Beware of holiday bingeing

Here are some do's and don'ts for eating and drinking during the holidays

Indulging is a given during the festive season.

But eating far more than the required calories for your height and weight can result in weight gain.

While weight gain may be attributed to a variety of reasons, an increase in calorie intake through more frequent social gatherings, larger portion sizes and higher intake of energy-dense food is common during this time of year.

Ms Alyssa Chan and Ms Tay Su Mei, dietitians at SingHealth Polyclinic, serve up the do's and don'ts of holiday bingeing.

Why is holiday bingeing not encouraged?

While there may be no immediate danger to health from a holiday binge, overindulging does have the tendency to throw one off course on his or her normal routine of a healthy balanced diet and physical activity.

It might also cause emotional distress to those who are conscious of their weight.

In addition, holiday weight gain is rarely lost, and may thus increase the risk of being overweight or obese.

It is most important that you go back to your regular habit of a healthy, balanced eating pattern.

This involves the inclusion of grains, fruits, vegetables, protein and adequate hydration. The maintaining of an active lifestyle should not be neglected as well.

What are the best tips to manage holiday feasting?

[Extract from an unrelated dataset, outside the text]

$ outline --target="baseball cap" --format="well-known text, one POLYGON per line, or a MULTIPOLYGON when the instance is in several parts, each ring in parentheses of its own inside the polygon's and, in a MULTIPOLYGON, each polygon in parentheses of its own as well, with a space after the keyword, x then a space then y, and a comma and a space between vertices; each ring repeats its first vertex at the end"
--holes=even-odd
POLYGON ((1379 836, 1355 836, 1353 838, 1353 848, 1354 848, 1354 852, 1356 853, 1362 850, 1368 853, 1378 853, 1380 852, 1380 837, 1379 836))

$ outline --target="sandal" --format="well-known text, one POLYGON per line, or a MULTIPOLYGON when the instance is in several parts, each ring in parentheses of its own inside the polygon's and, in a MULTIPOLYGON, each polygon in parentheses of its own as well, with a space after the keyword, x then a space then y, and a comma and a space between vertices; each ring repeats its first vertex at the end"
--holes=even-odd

  • Never visit hungry. Always make sure you have a light meal before the feast. This reduces the possibility of you over-indulging in your favourite caloric-dense party food. Skipping meals to save calories does not work and you often find yourself eating more. Reach for a high-fibre or protein-rich snack an hour or two before the big party. A fruit or a tub of low-fat yoghurt can be a convenient on-the-go snack.
  • Watch your portion sizes. Using smaller plates and focus on bonding and having conversations with your friends and family members is an effective way to minimise overeating.
  • Fill up with a healthy, balanced meal by including some grains, protein, fruits and vegetables to keep feeling satisfied. You may have desserts, but watchthe portions and quantity, as these are calorie-dense food which may not fill you up.
  • Watch your drinks. It is easy to load up on your calories through sugar-sweetened beverages or alcoholic drinks. Opt for reduced or no sugar beverages such as water with cut lemons or mint, or diet soft drinks. If you choose to drink alcohol, it is encouraged to limit to one to two standard drinks per day.
  • Never totally deprive yourself. It is alright to indulge but not over-indulge. Moderation is the key.
  • Stay active. Hit the gym or go for a morning walk with your family and friends before the big party.

How does one detox after the holiday eating?

There is a growing popularity of dieting strategies purported to promote weight loss and elimination of toxins from our bodies. These may include juice cleanses, fasting or adhering to a restricted dietary pattern.

Many may turn to these dieting strategies for a quick fix to reduce their holiday weight gain.

However, detox diets may not be necessary as our bodies are naturally equipped with the ability to perform this.

The normal human body is designed to effectively remove unwanted waste products from our bodies, round the clock.

While detox diets may lead to rapid short-term weight loss, it is unclear if these are sustainable in maintaining a healthy weight in the long term.

Some suggest the avoidance of certain valuable food groups from your food intake, which may be dangerous and put you at risks of nutrient inadequacy, while others may also lead to harmful consequences, especially if you have underlying medical conditions, such as diabetes, kidney disease or heart disease.